Senator after senator tweeted support for McConnell, from stalwart party loyalists like Texas’s John Cornyn to more independent voices like Maine’s Susan Collins, who just two weeks ago helped torpedo McConnell’s plan to repeal Obamacare.

At least one senator pointed out that McConnell had already given Republicans a conservative Supreme Court justice, thanks to his unprecedented strategy of judicial blockade after the death of Antonin Scalia.

McConnell got under Trump’s skin on Monday when, in remarks to a Rotary Club in his home state of Kentucky, he accused the president of an overly rosy outlook about what Congress could accomplish, and how quickly.

“Now our new president has of course not been in this line of work before. And I think had excessive expectations about how quickly things happen in the democratic process,” McConnell said. “And so, part of the reason I think people feel like we’re underperforming is because too many artificial deadlines unrelated to the reality and the complexity of legislature may not have been fully understood.”

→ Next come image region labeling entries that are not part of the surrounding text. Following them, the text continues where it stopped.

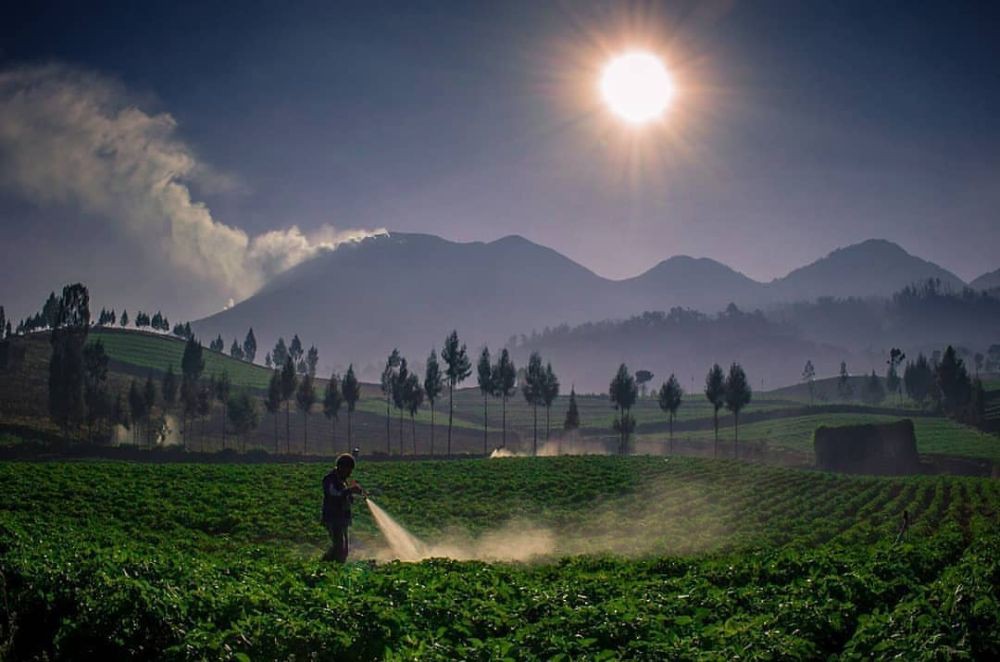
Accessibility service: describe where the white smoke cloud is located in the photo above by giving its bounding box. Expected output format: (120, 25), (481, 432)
(0, 65), (384, 299)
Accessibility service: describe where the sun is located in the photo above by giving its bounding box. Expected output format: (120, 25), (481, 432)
(601, 51), (674, 124)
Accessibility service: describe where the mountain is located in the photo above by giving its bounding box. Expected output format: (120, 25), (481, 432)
(192, 233), (962, 379)
(969, 269), (1000, 290)
(768, 239), (965, 301)
(619, 255), (766, 312)
(192, 233), (631, 378)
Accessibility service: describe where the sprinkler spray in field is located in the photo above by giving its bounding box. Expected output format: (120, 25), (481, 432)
(365, 498), (429, 561)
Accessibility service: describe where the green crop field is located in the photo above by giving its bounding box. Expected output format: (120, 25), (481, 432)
(643, 413), (1000, 463)
(0, 457), (1000, 660)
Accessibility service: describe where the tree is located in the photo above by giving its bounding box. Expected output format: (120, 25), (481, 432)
(837, 361), (854, 400)
(424, 349), (444, 456)
(41, 292), (61, 329)
(392, 357), (410, 455)
(399, 372), (424, 455)
(903, 354), (934, 407)
(725, 363), (753, 458)
(521, 352), (545, 455)
(705, 363), (726, 457)
(197, 382), (215, 452)
(542, 363), (559, 442)
(264, 369), (281, 453)
(635, 370), (653, 398)
(181, 335), (205, 444)
(379, 348), (400, 455)
(281, 355), (298, 453)
(46, 283), (90, 437)
(142, 374), (156, 448)
(861, 370), (885, 406)
(492, 347), (517, 448)
(83, 340), (112, 441)
(802, 360), (816, 407)
(295, 373), (316, 454)
(563, 388), (580, 432)
(935, 345), (972, 416)
(441, 331), (472, 456)
(323, 373), (344, 450)
(128, 379), (146, 445)
(214, 370), (232, 450)
(288, 334), (306, 375)
(885, 347), (906, 404)
(340, 363), (361, 446)
(226, 391), (260, 453)
(658, 373), (684, 455)
(608, 363), (639, 455)
(476, 347), (496, 455)
(160, 363), (177, 407)
(306, 345), (319, 379)
(243, 327), (257, 363)
(271, 338), (288, 370)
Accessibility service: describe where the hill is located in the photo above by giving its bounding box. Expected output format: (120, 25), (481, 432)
(768, 239), (965, 302)
(969, 269), (1000, 290)
(192, 233), (962, 381)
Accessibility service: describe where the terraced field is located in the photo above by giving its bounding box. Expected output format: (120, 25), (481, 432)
(89, 329), (271, 389)
(0, 457), (1000, 659)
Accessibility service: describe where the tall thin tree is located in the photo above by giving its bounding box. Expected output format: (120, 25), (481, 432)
(657, 373), (684, 455)
(705, 363), (726, 457)
(281, 355), (299, 453)
(441, 331), (472, 456)
(264, 369), (282, 454)
(340, 363), (361, 447)
(295, 373), (316, 455)
(476, 347), (496, 455)
(424, 349), (444, 456)
(493, 347), (517, 448)
(379, 347), (400, 455)
(323, 373), (344, 451)
(542, 363), (559, 442)
(521, 352), (545, 455)
(726, 363), (753, 458)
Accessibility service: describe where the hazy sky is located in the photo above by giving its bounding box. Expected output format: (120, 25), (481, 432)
(0, 0), (1000, 318)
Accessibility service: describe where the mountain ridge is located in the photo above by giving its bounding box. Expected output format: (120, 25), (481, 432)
(192, 232), (964, 384)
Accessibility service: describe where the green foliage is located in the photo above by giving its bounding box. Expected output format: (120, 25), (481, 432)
(0, 460), (1000, 659)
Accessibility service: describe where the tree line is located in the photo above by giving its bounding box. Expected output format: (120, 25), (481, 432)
(608, 362), (753, 457)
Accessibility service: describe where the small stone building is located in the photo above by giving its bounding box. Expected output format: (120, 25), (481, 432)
(814, 418), (920, 475)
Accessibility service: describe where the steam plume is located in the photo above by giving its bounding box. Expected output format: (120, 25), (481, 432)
(0, 65), (384, 299)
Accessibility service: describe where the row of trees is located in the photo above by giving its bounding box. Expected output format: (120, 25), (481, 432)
(264, 338), (319, 378)
(608, 363), (753, 456)
(208, 327), (258, 368)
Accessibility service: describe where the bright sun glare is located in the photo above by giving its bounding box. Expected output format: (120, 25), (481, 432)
(601, 51), (674, 124)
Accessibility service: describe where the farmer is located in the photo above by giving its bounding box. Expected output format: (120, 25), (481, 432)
(896, 510), (910, 543)
(323, 453), (365, 563)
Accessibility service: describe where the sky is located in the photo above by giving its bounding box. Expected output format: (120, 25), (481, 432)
(0, 0), (1000, 319)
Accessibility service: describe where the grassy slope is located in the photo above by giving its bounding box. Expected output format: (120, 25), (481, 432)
(89, 329), (271, 389)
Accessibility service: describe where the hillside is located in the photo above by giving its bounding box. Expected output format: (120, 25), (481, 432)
(768, 239), (965, 302)
(192, 233), (962, 381)
(969, 269), (1000, 290)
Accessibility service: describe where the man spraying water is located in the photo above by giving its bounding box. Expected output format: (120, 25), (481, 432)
(323, 453), (365, 563)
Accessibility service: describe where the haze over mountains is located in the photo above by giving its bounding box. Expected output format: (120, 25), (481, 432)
(192, 233), (992, 390)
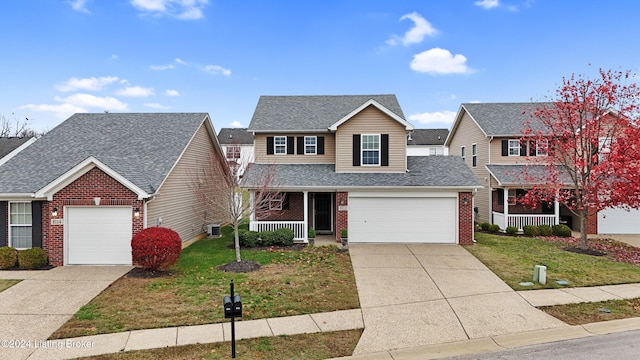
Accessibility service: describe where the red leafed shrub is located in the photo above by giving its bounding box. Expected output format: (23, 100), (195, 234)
(131, 227), (182, 270)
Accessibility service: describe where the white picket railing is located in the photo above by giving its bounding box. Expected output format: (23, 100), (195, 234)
(249, 221), (307, 241)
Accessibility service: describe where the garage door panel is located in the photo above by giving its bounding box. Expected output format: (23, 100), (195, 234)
(65, 207), (132, 265)
(349, 197), (457, 243)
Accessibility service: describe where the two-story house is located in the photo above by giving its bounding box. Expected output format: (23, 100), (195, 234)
(244, 95), (480, 243)
(445, 103), (640, 234)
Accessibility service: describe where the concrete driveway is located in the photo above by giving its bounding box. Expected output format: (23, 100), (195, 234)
(349, 244), (567, 355)
(0, 266), (132, 359)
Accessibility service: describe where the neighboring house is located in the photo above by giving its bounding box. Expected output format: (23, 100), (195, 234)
(407, 129), (449, 156)
(243, 95), (480, 244)
(218, 128), (253, 177)
(445, 103), (628, 234)
(0, 113), (228, 266)
(0, 136), (36, 165)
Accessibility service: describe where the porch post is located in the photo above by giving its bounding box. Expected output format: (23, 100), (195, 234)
(302, 190), (309, 242)
(498, 187), (509, 230)
(553, 190), (560, 225)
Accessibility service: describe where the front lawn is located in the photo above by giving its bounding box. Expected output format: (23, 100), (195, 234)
(50, 227), (360, 339)
(465, 232), (640, 290)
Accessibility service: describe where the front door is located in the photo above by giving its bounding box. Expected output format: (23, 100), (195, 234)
(313, 193), (333, 234)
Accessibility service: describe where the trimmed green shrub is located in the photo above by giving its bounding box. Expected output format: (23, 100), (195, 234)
(505, 226), (518, 235)
(522, 225), (540, 236)
(18, 248), (48, 270)
(538, 225), (553, 236)
(131, 227), (182, 270)
(0, 246), (18, 270)
(552, 224), (571, 237)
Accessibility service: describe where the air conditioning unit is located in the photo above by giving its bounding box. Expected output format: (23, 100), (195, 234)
(207, 224), (220, 237)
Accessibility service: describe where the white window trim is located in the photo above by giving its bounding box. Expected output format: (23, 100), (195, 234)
(360, 134), (382, 166)
(273, 136), (287, 155)
(509, 139), (520, 156)
(304, 136), (318, 155)
(7, 201), (33, 250)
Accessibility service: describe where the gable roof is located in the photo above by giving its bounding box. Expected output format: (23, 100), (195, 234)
(407, 129), (449, 145)
(243, 156), (482, 190)
(218, 128), (253, 145)
(0, 113), (219, 196)
(249, 95), (410, 132)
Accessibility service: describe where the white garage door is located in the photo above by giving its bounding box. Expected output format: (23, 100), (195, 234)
(598, 208), (640, 234)
(349, 196), (457, 243)
(64, 206), (132, 265)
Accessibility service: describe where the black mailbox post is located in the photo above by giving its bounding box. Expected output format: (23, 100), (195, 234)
(222, 280), (242, 359)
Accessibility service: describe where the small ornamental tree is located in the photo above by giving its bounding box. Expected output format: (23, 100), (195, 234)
(520, 70), (640, 249)
(131, 227), (182, 270)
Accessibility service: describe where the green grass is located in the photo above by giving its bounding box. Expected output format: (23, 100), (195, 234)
(0, 279), (21, 291)
(465, 233), (640, 290)
(51, 228), (360, 339)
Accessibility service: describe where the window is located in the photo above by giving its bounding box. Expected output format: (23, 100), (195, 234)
(273, 136), (287, 155)
(471, 144), (478, 167)
(509, 140), (520, 156)
(9, 202), (32, 249)
(227, 146), (240, 160)
(361, 135), (380, 165)
(304, 136), (318, 155)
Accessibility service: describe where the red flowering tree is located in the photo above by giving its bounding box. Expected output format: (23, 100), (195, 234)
(521, 69), (640, 249)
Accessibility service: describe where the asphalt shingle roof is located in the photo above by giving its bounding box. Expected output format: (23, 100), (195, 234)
(407, 129), (449, 145)
(462, 102), (545, 136)
(0, 113), (208, 194)
(218, 128), (253, 145)
(249, 95), (404, 131)
(243, 156), (481, 189)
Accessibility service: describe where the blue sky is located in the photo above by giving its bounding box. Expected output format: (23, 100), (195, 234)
(0, 0), (640, 131)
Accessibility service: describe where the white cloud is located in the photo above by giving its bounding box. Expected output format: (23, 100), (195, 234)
(409, 110), (456, 125)
(474, 0), (500, 10)
(149, 64), (175, 70)
(116, 86), (154, 97)
(387, 12), (438, 46)
(56, 76), (118, 92)
(131, 0), (209, 20)
(411, 48), (473, 74)
(204, 65), (231, 76)
(69, 0), (91, 14)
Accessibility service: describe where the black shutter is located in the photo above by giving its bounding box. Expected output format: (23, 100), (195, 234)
(267, 136), (273, 155)
(31, 201), (42, 248)
(287, 136), (294, 155)
(353, 134), (360, 166)
(380, 134), (389, 166)
(0, 201), (9, 246)
(296, 136), (304, 155)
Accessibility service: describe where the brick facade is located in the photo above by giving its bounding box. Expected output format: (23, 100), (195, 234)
(458, 192), (474, 245)
(42, 167), (144, 266)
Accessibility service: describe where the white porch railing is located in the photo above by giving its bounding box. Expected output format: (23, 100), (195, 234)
(249, 221), (307, 241)
(493, 212), (556, 230)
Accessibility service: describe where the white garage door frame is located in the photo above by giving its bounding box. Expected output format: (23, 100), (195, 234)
(598, 208), (640, 234)
(64, 206), (133, 265)
(348, 191), (459, 244)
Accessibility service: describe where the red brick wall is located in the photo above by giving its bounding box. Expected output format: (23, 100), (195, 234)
(42, 168), (144, 266)
(336, 192), (349, 242)
(458, 192), (473, 245)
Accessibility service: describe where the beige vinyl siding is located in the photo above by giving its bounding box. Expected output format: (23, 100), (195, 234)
(147, 123), (223, 242)
(449, 112), (490, 222)
(254, 133), (336, 164)
(336, 106), (407, 172)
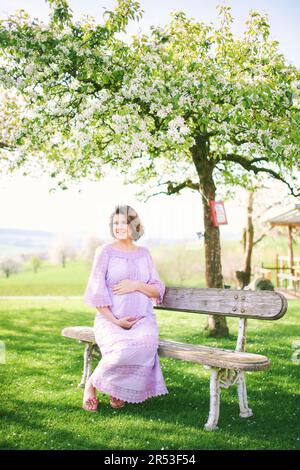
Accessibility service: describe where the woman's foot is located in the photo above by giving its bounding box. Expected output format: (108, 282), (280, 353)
(82, 382), (99, 411)
(109, 396), (125, 408)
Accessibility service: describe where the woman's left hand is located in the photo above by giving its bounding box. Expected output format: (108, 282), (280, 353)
(112, 279), (138, 294)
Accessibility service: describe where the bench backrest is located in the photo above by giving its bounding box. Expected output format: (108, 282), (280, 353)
(155, 287), (287, 320)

Trump responded harshly in a series of tweets on Wednesday and Thursday:

“I am very disappointed in Mitch,” Trump reiterated in a freewheeling quasi–press conference from his golf club in Bedminster, New Jersey, on Thursday. “But if he gets these bills passed I will be very happy with him. I will be the first to admit it.”

McConnell has thus far stayed silent in response to Trump’s fusillades.

Unlike Attorney General Jeff Sessions, who was also recently attacked by Trump and was also fiercely defended by a wide range of Republicans, McConnell is not beloved by Trump’s rabid base; rather, he is often seen as an embodiment of “the swamp” Trump promised to drain. And when Trump complains about McConnell’s inability to repeal the Affordable Care Act after seven years of promises, he has a fair point. It’s true that the GOP wielded the promised destruction of Obamacare as a powerful campaign tool even when they knew it was a fantasy, and that they couldn’t fulfill their promise once they actually got the chance to deliver. Even McConnell’s protestation about an unrealistic timeline rings hollow, as Eric Levitz wrote on Wednesday:

… Congressional Republicans’ initial plan was to repeal Obamacare almost immediately upon taking office, and then draft a replacement over the ensuing months. President Trump actually intervened to slow down that effort back in January, when he demanded Republicans repeal and replace the health-care law simultaneously.


Further, the “artificial deadlines” Paul Ryan and McConnell embraced when pushing Trumpcare had less to do with the president’s grandiose expectations, than with the historic unpopularity of the GOP bill. McConnell worked feverishly to pass his health-care legislation out of the Senate before the July 4 recess, out of concern that the more his colleagues heard from their constituents, the less willing they’d be to vote for a bill that would condemn thousands of Americans to preventable deaths. As Lindsey Graham infamously put it, “This [bill] is not like a fine wine — it doesn’t get better over time.”

But while Trump’s critiques are unusual in that they actually possess some merit, his political strategy is — shocker — mostly just stupid. It is obvious that he needs McConnell’s help to pass any major legislation, which he has so far been unable to do. Given Trump’s own unpopularity, senators’ general aversion to taking marching orders, and their often-personal dislike for the president, his threats probably won’t work as a tactic to spur McConnell on infrastructure, tax reform, or the other presidential priorities that look increasingly imperiled. Trump’s attempt at buck-passing may work to an extent, but it won’t change the fact that he has gotten very little done beside emboldening racists and scaring immigrants.

Oh, and Mitch McConnell’s wife, Elaine Chao, works directly for Trump, so that’s awkward.